Polnisches Dorf von ukrainischer Kriegsrakete getroffen, kämpft mit Trauma | Polen

Am Dienstagnachmittag las Pater Bogdan Wazny zum ersten und einzigen Mal seit seinem Umzug nach Przewodów, einem kleinen polnischen Grenzdorf, vor einer leeren Kirche die Messe.

Knapp eine Stunde zuvor war eine in Russland hergestellte Rakete aus ukrainischem Territorium geflogen, hatte zwei seiner Gemeindemitglieder getötet und die Illusion zerstört, dass Geografie und internationales Recht die Dorfbewohner schützen würden.

„Die physische Grenze hier hat uns auch mental vom Krieg getrennt [in Ukraine]. Wir haben uns immer so gefühlt“, sagte Wazny am Tag nach der Landung der Rakete. „Wir haben die Gefahr hier nie gespürt.“

Jetzt jedoch hielten Angst, Entsetzen und ein plötzlicher Schwarm von Polizei und Militär die Gläubigen zu Hause fest, als die Nachricht von ihrer persönlichen Tragödie um die Welt ging und sich in eine geopolitische Krise verwandelte.

Der Albtraum, vor dem Kiew und seine Verbündeten monatelang gewarnt hatten, war Wirklichkeit geworden: Der Krieg in der Ukraine war über die Landesgrenzen hinausgeschwappt und hatte dieses verschlafene Dörfchen, nur vier Meilen von der Grenze entfernt, ins internationale Rampenlicht gerückt.

„Wir haben schon früher darüber gesprochen, aber es hat sich nie wie eine ernsthafte Bedrohung angefühlt“, sagte Justine Mazurek, die vor 71 Jahren in dem Dorf geboren wurde. „Natürlich war mir bewusst, dass der Krieg weitergeht, aber ich habe nie Explosionen gehört.“

Einen Tag später sagt sie, sie könne es immer noch kaum glauben, dass zwei Männer, die sie gut kannte, von einer Rakete getötet wurden. „Die Leute haben Angst, aber noch nicht genug Zeit, um miteinander zu reden, es zu verarbeiten.“

Innerhalb weniger Stunden sagten der US-Präsident Joe Biden und Polens Führer, sie glaubten, dass die Rakete, obwohl sie in Russland hergestellt wurde, von der Ukraine zur Selbstverteidigung abgefeuert worden war.

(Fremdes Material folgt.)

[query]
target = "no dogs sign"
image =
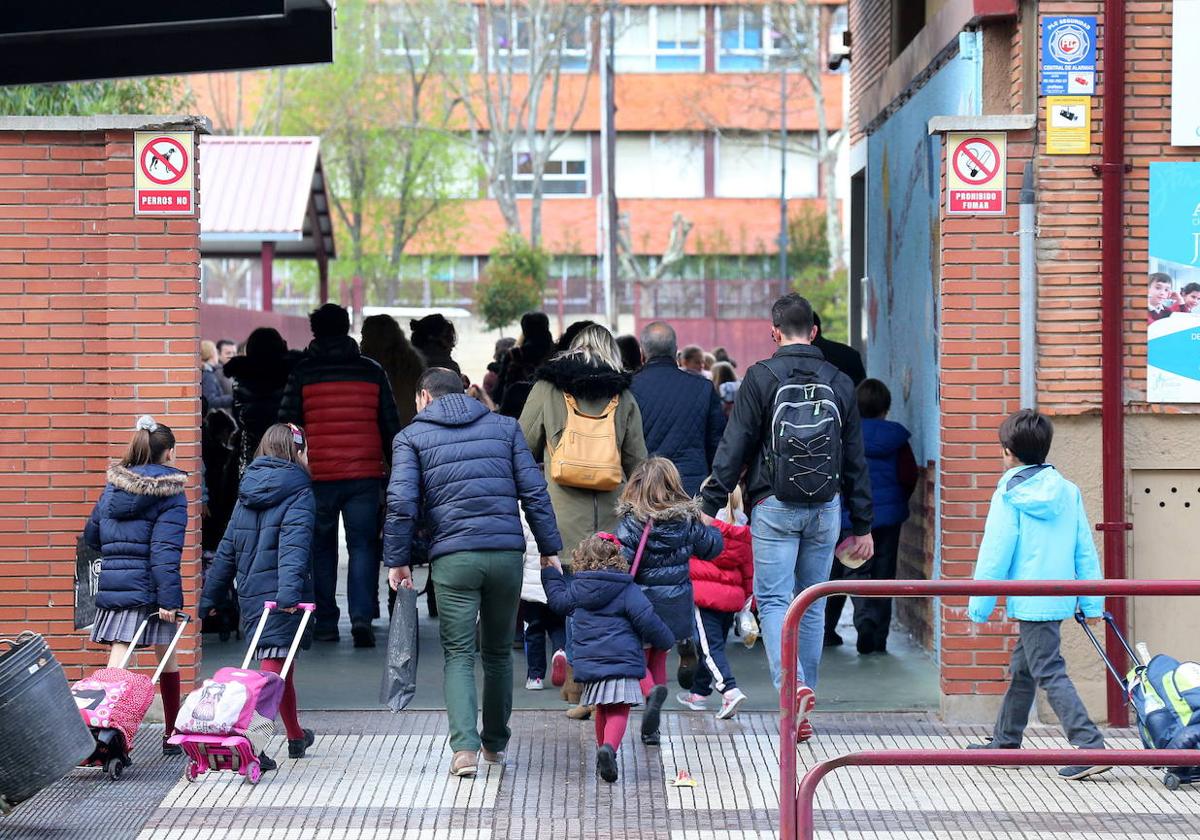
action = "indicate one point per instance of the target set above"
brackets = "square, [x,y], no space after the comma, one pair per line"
[163,173]
[975,174]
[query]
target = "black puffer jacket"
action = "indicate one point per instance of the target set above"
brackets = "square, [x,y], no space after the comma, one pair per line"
[461,471]
[749,430]
[677,537]
[267,550]
[682,418]
[612,619]
[257,394]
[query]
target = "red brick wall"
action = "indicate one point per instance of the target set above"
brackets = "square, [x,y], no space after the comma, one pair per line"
[981,385]
[1068,220]
[97,324]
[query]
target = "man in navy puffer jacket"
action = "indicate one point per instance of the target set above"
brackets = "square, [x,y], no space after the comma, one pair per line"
[682,414]
[462,471]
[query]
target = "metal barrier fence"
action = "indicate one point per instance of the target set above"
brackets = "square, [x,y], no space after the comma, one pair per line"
[796,799]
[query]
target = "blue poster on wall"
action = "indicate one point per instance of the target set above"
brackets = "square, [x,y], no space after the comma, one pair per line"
[1068,55]
[1173,288]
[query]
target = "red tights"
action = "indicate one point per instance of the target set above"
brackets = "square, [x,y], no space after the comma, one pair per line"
[655,670]
[288,705]
[611,720]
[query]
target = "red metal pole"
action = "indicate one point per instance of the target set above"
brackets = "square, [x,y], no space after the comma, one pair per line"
[268,276]
[1111,172]
[790,645]
[808,787]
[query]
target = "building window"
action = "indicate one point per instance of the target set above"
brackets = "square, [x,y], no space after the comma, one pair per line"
[747,42]
[567,171]
[660,166]
[660,39]
[402,41]
[515,46]
[907,19]
[748,166]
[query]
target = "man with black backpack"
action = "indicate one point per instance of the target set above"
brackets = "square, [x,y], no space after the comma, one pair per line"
[796,431]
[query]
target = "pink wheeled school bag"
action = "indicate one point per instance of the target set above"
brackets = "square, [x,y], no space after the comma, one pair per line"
[226,723]
[114,701]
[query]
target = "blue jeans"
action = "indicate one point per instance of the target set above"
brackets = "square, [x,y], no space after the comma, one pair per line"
[792,550]
[358,502]
[541,622]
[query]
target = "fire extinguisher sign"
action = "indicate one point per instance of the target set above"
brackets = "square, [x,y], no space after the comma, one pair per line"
[976,174]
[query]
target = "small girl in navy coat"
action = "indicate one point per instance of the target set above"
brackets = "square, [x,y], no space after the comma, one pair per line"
[655,492]
[612,621]
[267,547]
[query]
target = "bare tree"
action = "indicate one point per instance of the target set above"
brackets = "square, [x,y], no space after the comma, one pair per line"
[798,27]
[795,41]
[519,106]
[387,147]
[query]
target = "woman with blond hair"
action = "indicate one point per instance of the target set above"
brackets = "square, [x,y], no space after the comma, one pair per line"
[587,378]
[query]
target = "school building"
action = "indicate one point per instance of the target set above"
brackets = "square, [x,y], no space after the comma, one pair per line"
[961,114]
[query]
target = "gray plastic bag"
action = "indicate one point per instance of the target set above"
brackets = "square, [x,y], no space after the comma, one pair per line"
[403,646]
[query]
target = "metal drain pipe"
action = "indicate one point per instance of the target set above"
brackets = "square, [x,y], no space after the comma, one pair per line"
[1111,171]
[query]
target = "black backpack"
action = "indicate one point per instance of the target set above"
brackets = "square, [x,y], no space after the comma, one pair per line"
[804,450]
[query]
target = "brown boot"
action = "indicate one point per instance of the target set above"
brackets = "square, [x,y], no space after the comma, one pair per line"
[571,691]
[581,712]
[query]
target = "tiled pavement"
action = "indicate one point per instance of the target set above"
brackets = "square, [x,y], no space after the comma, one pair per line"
[373,775]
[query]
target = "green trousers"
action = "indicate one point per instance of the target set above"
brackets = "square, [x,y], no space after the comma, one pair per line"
[484,586]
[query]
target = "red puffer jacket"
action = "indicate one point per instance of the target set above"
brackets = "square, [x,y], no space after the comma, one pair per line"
[724,585]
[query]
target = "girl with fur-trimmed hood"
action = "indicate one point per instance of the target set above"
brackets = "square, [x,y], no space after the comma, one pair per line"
[138,527]
[654,493]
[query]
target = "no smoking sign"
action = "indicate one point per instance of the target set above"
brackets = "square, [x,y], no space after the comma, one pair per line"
[165,177]
[975,178]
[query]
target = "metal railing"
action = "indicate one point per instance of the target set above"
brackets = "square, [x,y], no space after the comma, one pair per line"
[796,799]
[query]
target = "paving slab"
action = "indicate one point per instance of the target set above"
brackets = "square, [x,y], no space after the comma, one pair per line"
[373,775]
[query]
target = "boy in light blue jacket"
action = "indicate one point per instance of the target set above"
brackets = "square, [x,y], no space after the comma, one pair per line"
[1037,531]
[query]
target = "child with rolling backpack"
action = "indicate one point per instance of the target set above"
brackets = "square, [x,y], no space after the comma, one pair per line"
[265,550]
[114,701]
[1164,694]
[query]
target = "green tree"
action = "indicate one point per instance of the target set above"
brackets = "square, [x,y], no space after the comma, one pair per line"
[514,282]
[808,256]
[393,162]
[82,99]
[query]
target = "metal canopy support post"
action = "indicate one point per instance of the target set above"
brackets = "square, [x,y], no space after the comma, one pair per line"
[1111,173]
[268,276]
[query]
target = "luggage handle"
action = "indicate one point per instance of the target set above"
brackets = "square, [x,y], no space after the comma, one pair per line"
[137,637]
[181,619]
[307,609]
[1099,648]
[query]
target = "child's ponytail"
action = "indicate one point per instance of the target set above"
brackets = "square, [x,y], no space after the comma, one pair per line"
[150,442]
[653,487]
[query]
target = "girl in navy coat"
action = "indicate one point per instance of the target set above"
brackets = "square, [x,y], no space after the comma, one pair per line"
[138,527]
[612,621]
[267,549]
[655,492]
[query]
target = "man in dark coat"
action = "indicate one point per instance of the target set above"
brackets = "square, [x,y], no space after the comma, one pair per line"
[345,402]
[843,357]
[682,414]
[467,473]
[793,541]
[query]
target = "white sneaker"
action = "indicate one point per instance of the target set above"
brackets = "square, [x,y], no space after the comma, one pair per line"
[730,702]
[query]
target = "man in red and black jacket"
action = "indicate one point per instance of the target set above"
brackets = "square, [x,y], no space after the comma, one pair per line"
[345,402]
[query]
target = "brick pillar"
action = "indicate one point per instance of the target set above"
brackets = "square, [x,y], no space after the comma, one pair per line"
[979,370]
[99,316]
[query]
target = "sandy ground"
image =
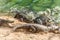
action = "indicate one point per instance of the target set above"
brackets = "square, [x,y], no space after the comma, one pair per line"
[7,34]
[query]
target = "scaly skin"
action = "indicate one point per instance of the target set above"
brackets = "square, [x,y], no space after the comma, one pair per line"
[37,27]
[3,21]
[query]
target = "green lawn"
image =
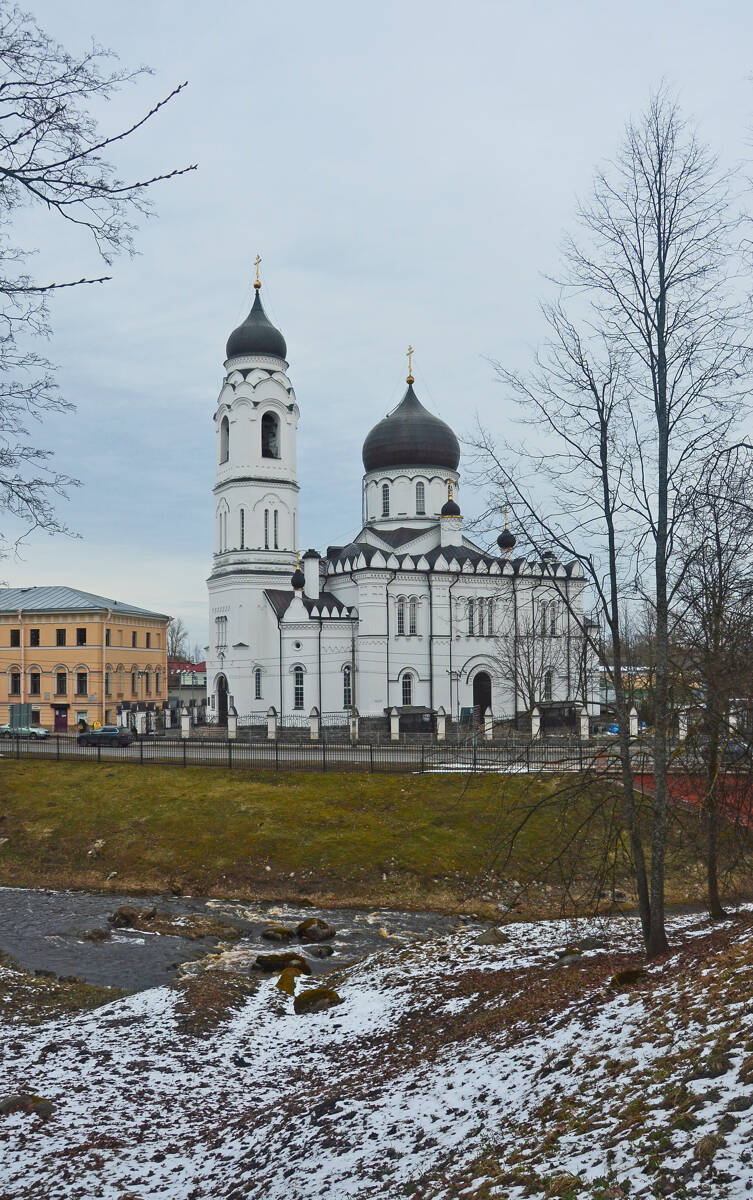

Das hat zwar die Eskalationsangst gemindert, aber den Schmerz in Przewodów nicht gelindert.

Das Dorf ist klein genug, dass jeder die Opfer kannte. Es hat eine registrierte Bevölkerung von 900, aber nur 600 leben hier tatsächlich – wie große Teile Ostpolens hat es viele seiner jungen Menschen durch Migration verloren.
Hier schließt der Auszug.